Posted: 7/5/2008 10:39:00 PM
I think being a single mom is awesome - I hope to find a man that can truly appreciate the balance, patience, stability, perserverence, loyalty, creativity, and just plain joy I have in my life due to the fact that I am a single mom. If all a man sees is my children as a number to screen me with, then he has really missed a lot! Wouldn't trade these 2 for anything...
 Singleperson2008

Joined: 6/4/2008
Msg: 50
Is it wrong to be on POF if you have children?
Posted: 7/6/2008 1:26:56 AM
asking why is it some women should all have 3-4 children?


I too am a little confuse about your statement...

Are you stating that he feels a woman that has that many children is not a good choice to date?

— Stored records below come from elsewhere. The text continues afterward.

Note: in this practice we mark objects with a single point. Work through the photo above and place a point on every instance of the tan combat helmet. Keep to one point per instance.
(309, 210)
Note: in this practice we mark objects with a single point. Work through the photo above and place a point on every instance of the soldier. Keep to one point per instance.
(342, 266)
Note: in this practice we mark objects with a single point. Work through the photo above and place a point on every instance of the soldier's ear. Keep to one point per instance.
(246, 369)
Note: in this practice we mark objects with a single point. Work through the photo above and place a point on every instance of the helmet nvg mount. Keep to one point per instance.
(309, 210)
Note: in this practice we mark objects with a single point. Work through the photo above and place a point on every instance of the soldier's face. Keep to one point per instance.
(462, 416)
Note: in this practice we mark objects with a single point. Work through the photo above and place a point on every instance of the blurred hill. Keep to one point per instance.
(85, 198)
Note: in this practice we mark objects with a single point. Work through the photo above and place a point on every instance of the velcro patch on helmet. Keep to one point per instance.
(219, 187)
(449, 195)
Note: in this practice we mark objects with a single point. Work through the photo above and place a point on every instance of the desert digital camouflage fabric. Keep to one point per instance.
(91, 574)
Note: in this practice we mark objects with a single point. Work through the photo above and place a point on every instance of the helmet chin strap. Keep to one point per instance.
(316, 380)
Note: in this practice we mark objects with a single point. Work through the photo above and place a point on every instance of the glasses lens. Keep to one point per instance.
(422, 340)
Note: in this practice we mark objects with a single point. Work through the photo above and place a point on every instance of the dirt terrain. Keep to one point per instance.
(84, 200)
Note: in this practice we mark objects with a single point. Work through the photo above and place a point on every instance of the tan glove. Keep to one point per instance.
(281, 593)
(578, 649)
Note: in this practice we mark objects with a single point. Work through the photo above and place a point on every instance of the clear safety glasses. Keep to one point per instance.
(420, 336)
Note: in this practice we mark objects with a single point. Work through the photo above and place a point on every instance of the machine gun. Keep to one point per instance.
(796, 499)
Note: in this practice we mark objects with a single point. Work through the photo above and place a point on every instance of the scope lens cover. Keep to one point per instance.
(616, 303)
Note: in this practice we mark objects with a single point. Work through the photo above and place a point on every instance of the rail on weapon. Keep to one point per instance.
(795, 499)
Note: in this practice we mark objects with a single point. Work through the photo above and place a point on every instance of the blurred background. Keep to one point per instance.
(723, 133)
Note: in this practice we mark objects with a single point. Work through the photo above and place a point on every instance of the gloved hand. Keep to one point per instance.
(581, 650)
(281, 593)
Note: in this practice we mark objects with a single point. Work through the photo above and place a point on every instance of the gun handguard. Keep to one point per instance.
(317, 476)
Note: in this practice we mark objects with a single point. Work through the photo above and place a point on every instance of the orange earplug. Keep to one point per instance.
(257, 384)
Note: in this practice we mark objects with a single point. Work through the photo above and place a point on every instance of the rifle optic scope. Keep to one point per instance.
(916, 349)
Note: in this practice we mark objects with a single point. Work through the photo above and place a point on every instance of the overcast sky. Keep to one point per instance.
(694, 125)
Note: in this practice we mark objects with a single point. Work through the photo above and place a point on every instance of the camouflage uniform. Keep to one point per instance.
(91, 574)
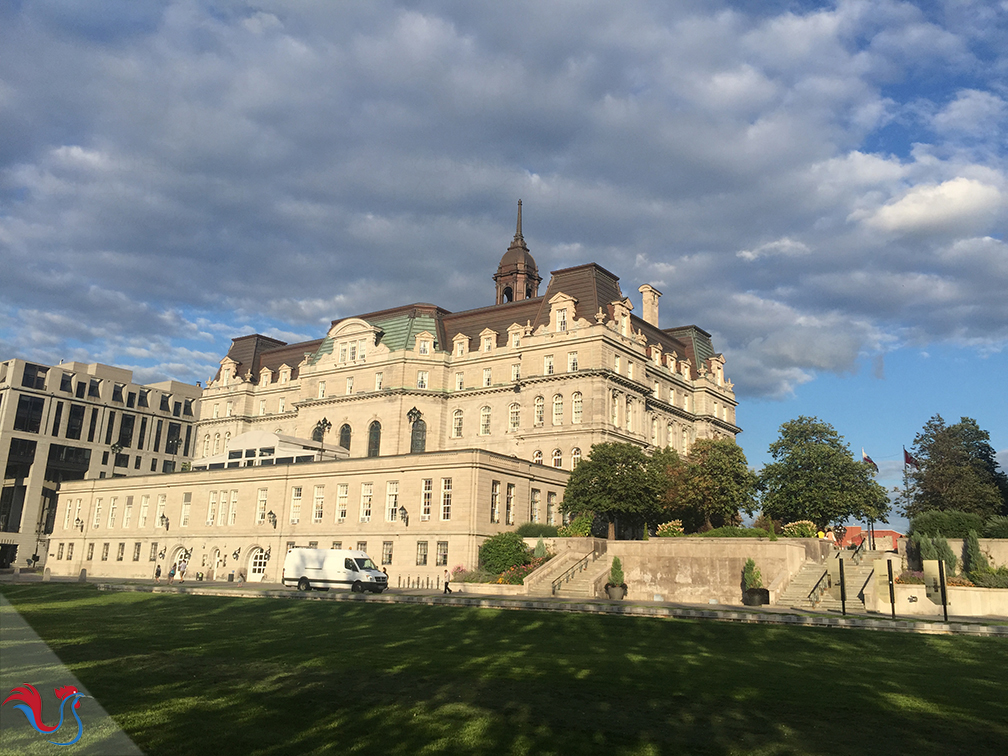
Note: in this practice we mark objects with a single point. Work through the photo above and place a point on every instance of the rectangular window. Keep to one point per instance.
(392, 501)
(342, 494)
(367, 492)
(320, 501)
(495, 501)
(446, 498)
(425, 499)
(28, 417)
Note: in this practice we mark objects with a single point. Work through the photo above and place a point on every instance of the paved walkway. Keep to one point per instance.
(24, 657)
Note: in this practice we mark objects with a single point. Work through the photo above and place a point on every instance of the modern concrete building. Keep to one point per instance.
(74, 421)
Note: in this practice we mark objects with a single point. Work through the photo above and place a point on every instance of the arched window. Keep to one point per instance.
(418, 438)
(374, 438)
(514, 416)
(257, 564)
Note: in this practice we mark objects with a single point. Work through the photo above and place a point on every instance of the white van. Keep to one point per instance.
(322, 569)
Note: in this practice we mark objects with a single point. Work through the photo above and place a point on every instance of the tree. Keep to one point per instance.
(957, 470)
(814, 477)
(713, 484)
(619, 483)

From a man’s point of view I guess that would depend if he/she is a single parent or not. But for me, a partner who I wanted to date that had children is a positive trait, not a negative one. The relationships that she/he has with other people tell me a lot about this person. More so with their own children. With that stated, being a single parent just give me a opportunity to understand them better. Still I would date someone that had children or didn’t have them. People have children for many reason, so it is with us that don’t. One shouldn’t label anyone simple on the fact that she/he had a child or not. It’s the person you are interested in, not their children.